The example program is part of a system for monitoring a running GNU/Linux system. It includes these features:
· The program incorporates a minimal Web server. Local or remote clients access system information by requesting Web pages from the server via HTTP.
· The program does not serve static HTML pages. Instead, the pages are generated on the fly by modules, each of which provides a page summarizing one aspect of the system's state.
· Modules are not linked statically into the server executable. Instead, they are loaded dynamically from shared libraries. Modules can be added, removed, or replaced while the server is running.
· The server services each connection in a child process. This enables the server to remain responsive even when individual requests take a while to complete, and it shields the server from failures in modules.
· The server does not require superuser privilege to run (as long as it is not run on a privileged port). However, this limits the system information that it can collect.
We provide four sample modules that demonstrate how modules might be written. They further illustrate some of the techniques for gathering system information presented previously in this book. The time module demonstrates using the gettimeofday system call. The issue module demonstrates low-level I/O and the sendfile system call. The diskfree module demonstrates the use of fork, exec, and dup2 by running a command in a child process. The processes module demonstrates the use of the /proc file system and various system calls.

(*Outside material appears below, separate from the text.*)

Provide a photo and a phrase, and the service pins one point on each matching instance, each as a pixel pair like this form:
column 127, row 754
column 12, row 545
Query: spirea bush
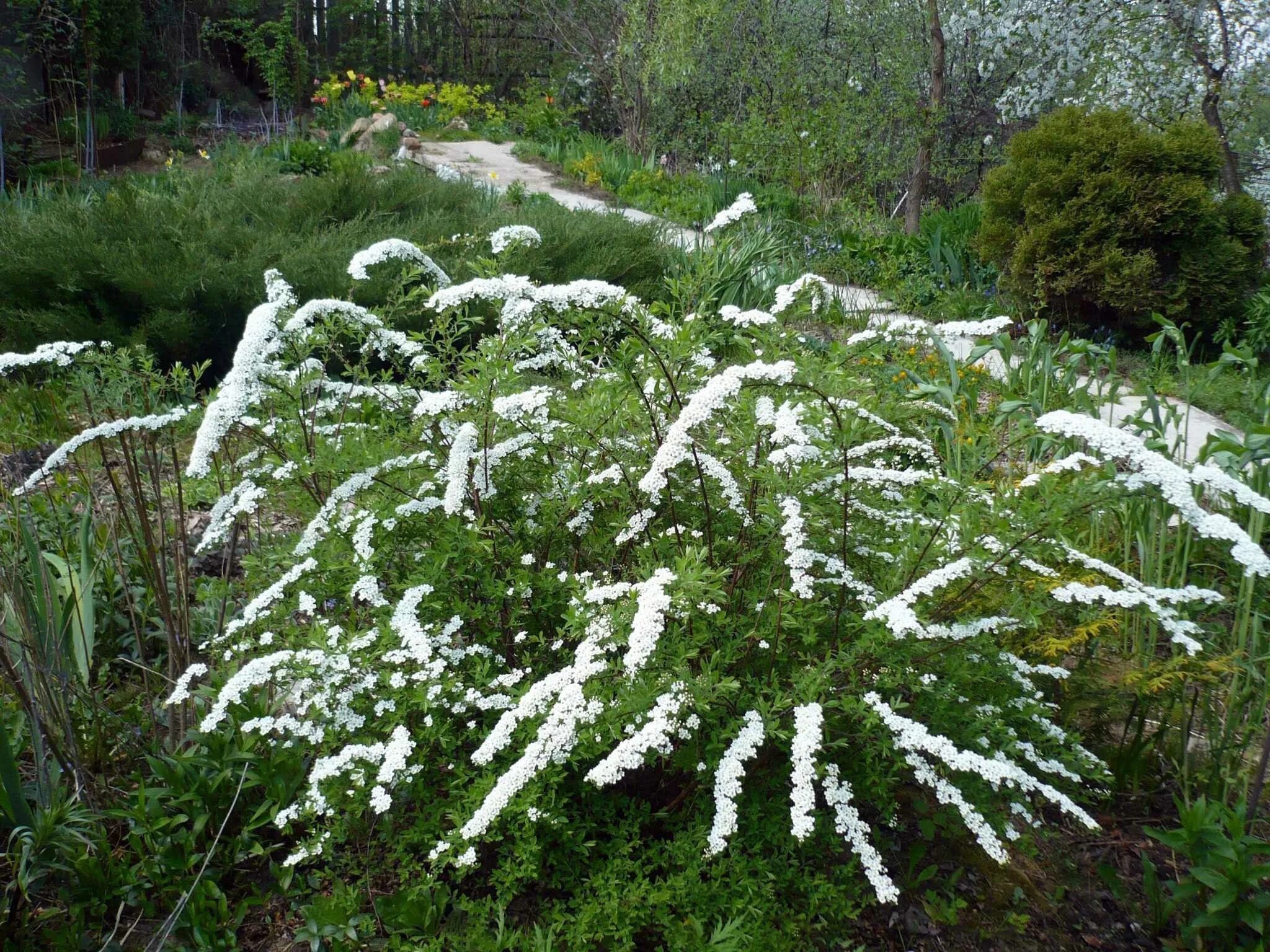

This program has many of the features you'd expect in an application program, such as command-line parsing and error checking. At the same time, we've made some simplifications to improve readability and to focus on the GNU/Linux-specific topics discussed in this book. Bear in mind these caveats as you examine the code.
· We don't attempt to provide a full implementation of HTTP. Instead, we implement just enough for the server to interact with Web clients. A real-world program either would provide a more complete HTTP implementation or would interface with one of the various excellent Web server implementations  available instead of providing HTTP services directly.
· Similarly, we don't aim for full compliance with HTML specifications (see http://www.w3.org/MarkUp/). We generate simple HTML output that can be handled by popular Web browsers.
· The server is not tuned for high performance or minimum resource usage. In particular, we intentionally omit some of the network configuration code that you would expect in a Web server. This topic is outside the scope of this book. See one of the many excellent references on network application development, such as UNIX Network Programming, Volume 1: Networking APIs—Sockets and XTI, by W. Richard Stevens (Prentice Hall, 1997), for more information.
· We make no attempt to regulate the resources (number of processes, memory use, and so on) consumed by the server or its modules. Many multiprocess Web server implementations service connections using a fixed pool of processes rather than creating a new child process for each connection.
· The server loads the shared library for a server module each time it is requested and then immediately unloads it when the request has been completed. A more efficient implementation would probably cache loaded modules.
The Hypertext Transport Protocol (HTTP) is used for communication between Web clients and servers. The client connects to the server by establishing a connection to a well-known port (usually port 80 for Internet Web servers, but any port may be used). HTTP requests and headers are composed of plain text.
Once connected, the client sends a request to the server. A typical request is GET /page HTTP/1.0. The GET method indicates that the client is requesting that the server send it a Web page. The second element is the path to that page on the server. The third element is the protocol and version. Subsequent lines contain header fields, formatted similarly to email headers, which contain extra information about the client. The header ends with a blank line.
The server sends back a response indicating the result of processing the request. A typical response is HTTP/1.0 200 OK. The first element is the protocol version. The next two elements indicate the result; in this case, result 200 indicates that the request was processed successfully. Subsequent lines contain header fields, formatted similarly to email headers. The header ends with a blank line. The server may then send arbitrary data to satisfy the request.
Typically, the server responds to a page request by sending back HTML source for the Web page. In this case, the response headers will include Content-type: text/html, indicating that the result is HTML source. The HTML source follows immediately after the header.